Debussy is a free, open-source, opinionated Data Architecture and Engineering framework. It enables data analysts and engineers to build better data platforms through first class data pipelines, following a low-code and self-service approach.
Description
·
Key Features
·
Key Benefits
·
Quick Start
·
Integrations
Full Documentation
·
Communication
·
Contributions
·
License
In the data engineering field, everyone is reinventing the wheel all the time – it's still rare to see the adoption of software engineering best practices, such as DRY, KISS or YAGNI. Despite the existence of several tools for data orchestration (e.g. Apache Airflow, Prefect, Dagster) and distributed data processing (e.g. Apache Spark, Apache Beam), every time a new data pipeline demand arises it usually implies lengthy development projects. Think of developing a web application without the help of a web framework such as Django or Flask!
What's even worse, although sharing key concepts, these data orchestration tools have very distinct syntaxes and features, making migrations a daunting task! Moreover, simply adopting these tools does not guarantee that best practices are being followed, including with regard to data architecture (think of data modeling, data management lifecycle, among others).
While lots of companies have faced these same issues, most of them have decided to develop their own in-house solutions, missing the opportunity for colaboration and wider adoption of data architecture and sofware engineering best practices.
With that in mind, we created Debussy! Debussy Concert is the core component of Debussy. It's a code generation engine for orchestration tools, currently supporting only Airflow, but with others on the Roadmap. It provides abstraction layers in the form of a musical themed semantic model, decoupling the pipeline logic to the underlying orchestration tool, and enabling a low-code approach to data engineering. We also provides pipelines templates (e.g. data ingestion, data transformation and reverse ETL) built with our engine, while always striving to offer the aforementioned best practices.

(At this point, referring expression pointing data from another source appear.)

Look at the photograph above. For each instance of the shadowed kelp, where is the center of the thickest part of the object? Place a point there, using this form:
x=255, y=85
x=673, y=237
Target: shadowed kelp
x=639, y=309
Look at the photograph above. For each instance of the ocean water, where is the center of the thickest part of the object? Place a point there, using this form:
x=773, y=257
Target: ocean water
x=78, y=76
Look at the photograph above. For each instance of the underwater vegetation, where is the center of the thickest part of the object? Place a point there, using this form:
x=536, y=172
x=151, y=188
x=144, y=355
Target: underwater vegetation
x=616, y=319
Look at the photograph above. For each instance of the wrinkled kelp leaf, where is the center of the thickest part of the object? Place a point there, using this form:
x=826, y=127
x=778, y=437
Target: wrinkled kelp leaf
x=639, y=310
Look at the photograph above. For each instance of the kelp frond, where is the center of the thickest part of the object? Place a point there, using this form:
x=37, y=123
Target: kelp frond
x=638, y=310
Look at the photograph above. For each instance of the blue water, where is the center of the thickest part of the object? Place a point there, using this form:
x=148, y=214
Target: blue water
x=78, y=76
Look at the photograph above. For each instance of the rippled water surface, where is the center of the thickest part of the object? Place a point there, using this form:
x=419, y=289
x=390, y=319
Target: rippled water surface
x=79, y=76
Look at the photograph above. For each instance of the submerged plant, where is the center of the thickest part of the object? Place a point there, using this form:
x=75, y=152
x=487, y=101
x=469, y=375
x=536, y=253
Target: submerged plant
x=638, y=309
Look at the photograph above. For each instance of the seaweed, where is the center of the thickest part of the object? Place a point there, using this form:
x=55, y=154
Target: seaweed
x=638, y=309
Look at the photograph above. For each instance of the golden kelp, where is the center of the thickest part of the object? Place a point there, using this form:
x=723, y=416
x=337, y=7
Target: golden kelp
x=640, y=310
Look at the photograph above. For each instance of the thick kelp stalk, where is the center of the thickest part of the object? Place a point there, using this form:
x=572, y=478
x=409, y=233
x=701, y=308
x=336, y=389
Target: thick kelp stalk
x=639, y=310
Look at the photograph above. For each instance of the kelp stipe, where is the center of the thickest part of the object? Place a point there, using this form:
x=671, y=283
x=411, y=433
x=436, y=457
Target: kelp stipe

- Dynamic data pipeline generation from YAML configuration files or directly through Python
- Provides a semantic model for data pipeline development, abstracting the inner orchestration engine
- Enables seamless integration of first class data projects, such as Airflow, Spark, and dbt
✔ It provides lower time to delivery and costs related to data pipeline development, while enabling higher ROI
✔ Avoid pipeline debt by following sound software engineering design principles
✔ Ensure your platform is following data architecture best practices
Debussy works on any installation of Apache Airflow 2.0, but since we currently support only GCP based data platforms as the target Data Lakehouse, we recommend a deployment to Cloud Composer.
In order to use Debussy, you first need to go through the following steps:
- Select or create a Google Cloud Platform project.
- Enable billing for your project.
- Create a Cloud Composer 2 environment.
- Install Debussy on your Cloud Composer instance: just upload the project to your
plugins/
folder. - Check our User's Guide and examples to learn how to use it!
Debussy works with the tools and systems that you're already using with your data, including:
See the Wiki for full documentation, examples, operational details and other information.
We welcome all community contributions!
In order to have a more open and welcoming community, Debussy adheres to a code of conduct adapted from Contributor Covenant.
Please read through our contributing guidelines. Included are directions for opening issues, coding standards, and notes on development.
Copyright 2022 Dotz, Inc.
Licensed under the Apache License, Version 2.0 (the "License"); you may not use this file except in compliance with the License. You may obtain a copy of the License at
http://www.apache.org/licenses/LICENSE-2.0
Unless required by applicable law or agreed to in writing, software distributed under the License is distributed on an "AS IS" BASIS, WITHOUT WARRANTIES OR CONDITIONS OF ANY KIND, either express or implied. See the License for the specific language governing permissions and limitations under the License.